Townland in County Waterford, Ireland

Abbeyside is a townland in Dungarvan in County Waterford, Ireland. It lies on the east bank of the Colligan River.

==History==
MacGrath's Castle was a notable landmark in Abbeyside, overlooking Dungarvan Harbour, until it collapsed in January 1916. It was situated at Friar's Walk in Abbeyside, near the Augustinian abbey. It was a six-storey tower house, reputedly built by the MacGrath family, and labelled MacCragh's Castle in the Civil Survey of 1654. While, as of the mid-18th century, it was still in a "good state of preservation", by the mid-20th century only fragments of the walls remained. These were subsequently removed, and no remnants of the castle remain visible above ground.

==Sport==
The local GAA club is Abbeyside/Ballinacourty GAA. The club plays both hurling and gaelic football and competes in both senior codes in the county.

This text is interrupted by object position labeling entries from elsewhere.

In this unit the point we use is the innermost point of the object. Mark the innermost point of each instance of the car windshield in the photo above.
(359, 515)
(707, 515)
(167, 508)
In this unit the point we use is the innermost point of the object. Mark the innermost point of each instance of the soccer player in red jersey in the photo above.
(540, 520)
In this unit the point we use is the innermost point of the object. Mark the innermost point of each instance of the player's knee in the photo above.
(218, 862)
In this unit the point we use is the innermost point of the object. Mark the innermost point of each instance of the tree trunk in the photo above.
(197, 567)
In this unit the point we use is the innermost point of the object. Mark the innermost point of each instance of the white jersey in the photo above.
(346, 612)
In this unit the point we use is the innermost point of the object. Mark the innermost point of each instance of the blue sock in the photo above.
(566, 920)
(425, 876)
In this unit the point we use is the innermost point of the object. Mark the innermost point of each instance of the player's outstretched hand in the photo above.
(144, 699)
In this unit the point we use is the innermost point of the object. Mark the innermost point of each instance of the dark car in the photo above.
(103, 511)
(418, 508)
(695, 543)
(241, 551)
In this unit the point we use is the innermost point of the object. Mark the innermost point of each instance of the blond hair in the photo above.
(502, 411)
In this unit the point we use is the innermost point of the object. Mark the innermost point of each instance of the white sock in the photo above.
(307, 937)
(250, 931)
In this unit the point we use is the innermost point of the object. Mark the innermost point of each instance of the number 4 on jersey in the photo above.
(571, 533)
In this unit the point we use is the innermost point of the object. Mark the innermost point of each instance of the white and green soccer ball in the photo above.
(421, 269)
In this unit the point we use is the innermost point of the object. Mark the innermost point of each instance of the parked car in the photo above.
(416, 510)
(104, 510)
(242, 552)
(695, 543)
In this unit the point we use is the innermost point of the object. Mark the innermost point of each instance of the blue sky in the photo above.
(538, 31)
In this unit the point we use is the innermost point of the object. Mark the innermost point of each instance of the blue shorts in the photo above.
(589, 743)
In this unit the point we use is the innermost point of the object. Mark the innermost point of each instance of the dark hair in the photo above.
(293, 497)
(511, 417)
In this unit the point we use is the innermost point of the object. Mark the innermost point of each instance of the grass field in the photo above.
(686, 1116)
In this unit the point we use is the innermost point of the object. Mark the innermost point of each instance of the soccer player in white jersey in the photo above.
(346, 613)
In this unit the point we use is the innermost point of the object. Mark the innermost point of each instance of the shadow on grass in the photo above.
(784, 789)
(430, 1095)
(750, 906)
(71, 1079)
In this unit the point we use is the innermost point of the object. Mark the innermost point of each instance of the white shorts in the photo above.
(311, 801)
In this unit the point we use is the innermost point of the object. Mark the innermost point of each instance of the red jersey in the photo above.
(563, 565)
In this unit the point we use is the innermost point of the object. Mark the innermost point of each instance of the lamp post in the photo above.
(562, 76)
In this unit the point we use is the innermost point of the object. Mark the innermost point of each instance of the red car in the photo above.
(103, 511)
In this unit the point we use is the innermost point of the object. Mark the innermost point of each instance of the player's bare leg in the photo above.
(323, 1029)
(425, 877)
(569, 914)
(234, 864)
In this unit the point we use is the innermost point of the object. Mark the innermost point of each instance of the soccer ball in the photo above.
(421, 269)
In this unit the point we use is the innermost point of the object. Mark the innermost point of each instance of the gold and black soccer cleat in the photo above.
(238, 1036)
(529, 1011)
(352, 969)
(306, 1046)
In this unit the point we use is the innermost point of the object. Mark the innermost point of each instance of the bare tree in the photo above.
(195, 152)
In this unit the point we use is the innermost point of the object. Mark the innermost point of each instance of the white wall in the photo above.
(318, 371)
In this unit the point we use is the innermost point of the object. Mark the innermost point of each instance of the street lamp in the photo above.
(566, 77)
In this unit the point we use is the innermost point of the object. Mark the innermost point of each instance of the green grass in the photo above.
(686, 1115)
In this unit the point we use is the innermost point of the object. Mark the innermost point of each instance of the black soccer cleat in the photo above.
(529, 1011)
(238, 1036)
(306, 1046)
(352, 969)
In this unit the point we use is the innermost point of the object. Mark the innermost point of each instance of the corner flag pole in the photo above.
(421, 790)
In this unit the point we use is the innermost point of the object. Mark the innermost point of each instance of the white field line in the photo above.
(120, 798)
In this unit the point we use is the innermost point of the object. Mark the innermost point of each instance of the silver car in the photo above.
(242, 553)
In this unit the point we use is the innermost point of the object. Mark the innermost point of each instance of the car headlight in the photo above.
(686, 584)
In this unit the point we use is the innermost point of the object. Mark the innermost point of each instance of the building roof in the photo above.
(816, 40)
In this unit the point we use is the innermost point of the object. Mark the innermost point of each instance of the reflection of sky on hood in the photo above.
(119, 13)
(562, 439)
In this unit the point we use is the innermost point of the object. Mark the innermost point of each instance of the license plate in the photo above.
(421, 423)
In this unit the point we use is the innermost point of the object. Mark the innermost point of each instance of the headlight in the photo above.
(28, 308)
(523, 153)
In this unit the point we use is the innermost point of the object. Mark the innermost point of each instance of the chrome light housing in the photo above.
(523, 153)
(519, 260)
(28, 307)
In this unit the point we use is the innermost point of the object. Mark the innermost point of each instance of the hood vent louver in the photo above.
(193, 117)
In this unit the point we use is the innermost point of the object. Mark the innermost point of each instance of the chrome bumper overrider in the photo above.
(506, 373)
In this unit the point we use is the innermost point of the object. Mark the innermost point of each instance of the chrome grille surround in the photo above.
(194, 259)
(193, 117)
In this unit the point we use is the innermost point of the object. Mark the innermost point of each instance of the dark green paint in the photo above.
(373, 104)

The village also has a local soccer team, Abbeyside AFC, the team plays in the Waterford District league Division 1B, the club's most successful moment came in 2011 winning the 1B division. The club also have a u14 team youths and a division 3 team.

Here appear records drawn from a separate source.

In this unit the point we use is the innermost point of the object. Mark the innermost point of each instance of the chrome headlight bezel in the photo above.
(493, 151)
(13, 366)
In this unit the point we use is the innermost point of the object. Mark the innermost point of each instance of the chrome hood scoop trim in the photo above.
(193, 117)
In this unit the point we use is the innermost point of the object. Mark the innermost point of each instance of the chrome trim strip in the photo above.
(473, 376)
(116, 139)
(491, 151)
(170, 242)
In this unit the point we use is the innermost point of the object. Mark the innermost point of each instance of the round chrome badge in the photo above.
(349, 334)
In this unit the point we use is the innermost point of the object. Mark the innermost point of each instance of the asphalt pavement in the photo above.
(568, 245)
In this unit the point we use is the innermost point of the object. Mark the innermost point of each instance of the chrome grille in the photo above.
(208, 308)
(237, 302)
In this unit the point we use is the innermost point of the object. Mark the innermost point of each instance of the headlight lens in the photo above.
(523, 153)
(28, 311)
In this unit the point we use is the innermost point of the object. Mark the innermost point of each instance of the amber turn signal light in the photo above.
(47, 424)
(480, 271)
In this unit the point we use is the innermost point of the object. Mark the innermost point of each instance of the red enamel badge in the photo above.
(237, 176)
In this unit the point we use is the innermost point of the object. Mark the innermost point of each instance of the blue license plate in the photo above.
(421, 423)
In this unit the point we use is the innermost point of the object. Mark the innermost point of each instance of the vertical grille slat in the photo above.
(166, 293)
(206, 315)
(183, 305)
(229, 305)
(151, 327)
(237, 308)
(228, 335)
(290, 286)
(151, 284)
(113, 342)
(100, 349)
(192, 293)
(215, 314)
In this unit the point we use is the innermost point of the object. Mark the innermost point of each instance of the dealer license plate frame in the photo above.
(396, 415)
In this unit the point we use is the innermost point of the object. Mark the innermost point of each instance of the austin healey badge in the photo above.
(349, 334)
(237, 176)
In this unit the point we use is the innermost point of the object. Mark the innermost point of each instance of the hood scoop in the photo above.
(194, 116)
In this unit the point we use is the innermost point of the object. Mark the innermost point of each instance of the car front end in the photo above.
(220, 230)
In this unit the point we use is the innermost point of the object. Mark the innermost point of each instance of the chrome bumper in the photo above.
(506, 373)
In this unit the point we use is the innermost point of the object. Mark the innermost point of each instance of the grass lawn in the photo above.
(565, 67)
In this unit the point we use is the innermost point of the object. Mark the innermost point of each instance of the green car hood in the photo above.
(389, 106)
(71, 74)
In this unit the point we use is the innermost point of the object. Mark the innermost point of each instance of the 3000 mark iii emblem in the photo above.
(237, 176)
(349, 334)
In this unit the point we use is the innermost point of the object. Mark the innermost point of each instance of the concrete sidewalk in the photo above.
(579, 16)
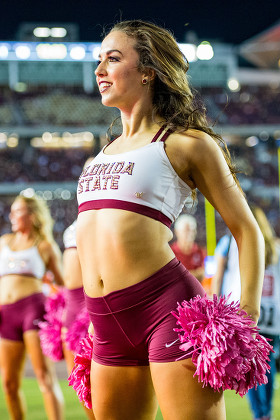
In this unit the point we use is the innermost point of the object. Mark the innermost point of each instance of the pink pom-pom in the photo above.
(50, 328)
(77, 331)
(219, 338)
(79, 378)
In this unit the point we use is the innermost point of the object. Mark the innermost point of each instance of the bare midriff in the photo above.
(72, 275)
(14, 287)
(118, 248)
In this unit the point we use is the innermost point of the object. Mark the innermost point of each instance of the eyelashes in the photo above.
(109, 58)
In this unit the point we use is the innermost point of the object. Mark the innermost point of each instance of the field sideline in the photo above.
(237, 407)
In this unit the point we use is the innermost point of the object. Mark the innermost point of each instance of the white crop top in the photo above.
(69, 236)
(27, 262)
(142, 181)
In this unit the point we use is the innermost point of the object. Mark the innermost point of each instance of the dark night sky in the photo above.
(232, 22)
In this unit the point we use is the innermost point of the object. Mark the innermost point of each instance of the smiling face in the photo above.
(20, 217)
(117, 74)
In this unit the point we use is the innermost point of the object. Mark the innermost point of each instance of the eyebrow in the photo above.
(110, 52)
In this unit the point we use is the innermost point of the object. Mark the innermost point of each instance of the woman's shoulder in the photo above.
(5, 239)
(193, 139)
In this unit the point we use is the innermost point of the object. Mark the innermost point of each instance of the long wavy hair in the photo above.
(42, 221)
(179, 106)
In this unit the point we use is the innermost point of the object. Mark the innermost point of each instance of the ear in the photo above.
(149, 74)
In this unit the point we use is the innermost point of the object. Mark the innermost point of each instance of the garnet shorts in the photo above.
(134, 326)
(75, 303)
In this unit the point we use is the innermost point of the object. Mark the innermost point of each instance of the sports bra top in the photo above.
(142, 181)
(69, 236)
(27, 262)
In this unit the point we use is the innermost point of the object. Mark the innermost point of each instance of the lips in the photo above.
(103, 86)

Stage 2 of the 1998 Tour de France passed through Abbeyside.

==Notable people==
- Ernest Thomas Sinton Walton (6 October 1903 – 25 June 1995), physicist and Nobel Laureate was born in Abbeyside. Walton is known for his work with John Cockcroft on the splitting of the atom. The "Walton Causeway Park" in Abbeyside was dedicated in his honour. Walton himself attended the ceremony in 1989. After his death, a plaque was placed on the site of his birthplace in Abbeyside.
- Louis Claude Purser (28 September 1854 – 20 March 1932), classical scholar, was born here.
- Sarah Purser (22 March 1848 - 1943), portrait painter, was raised in Abbeyside.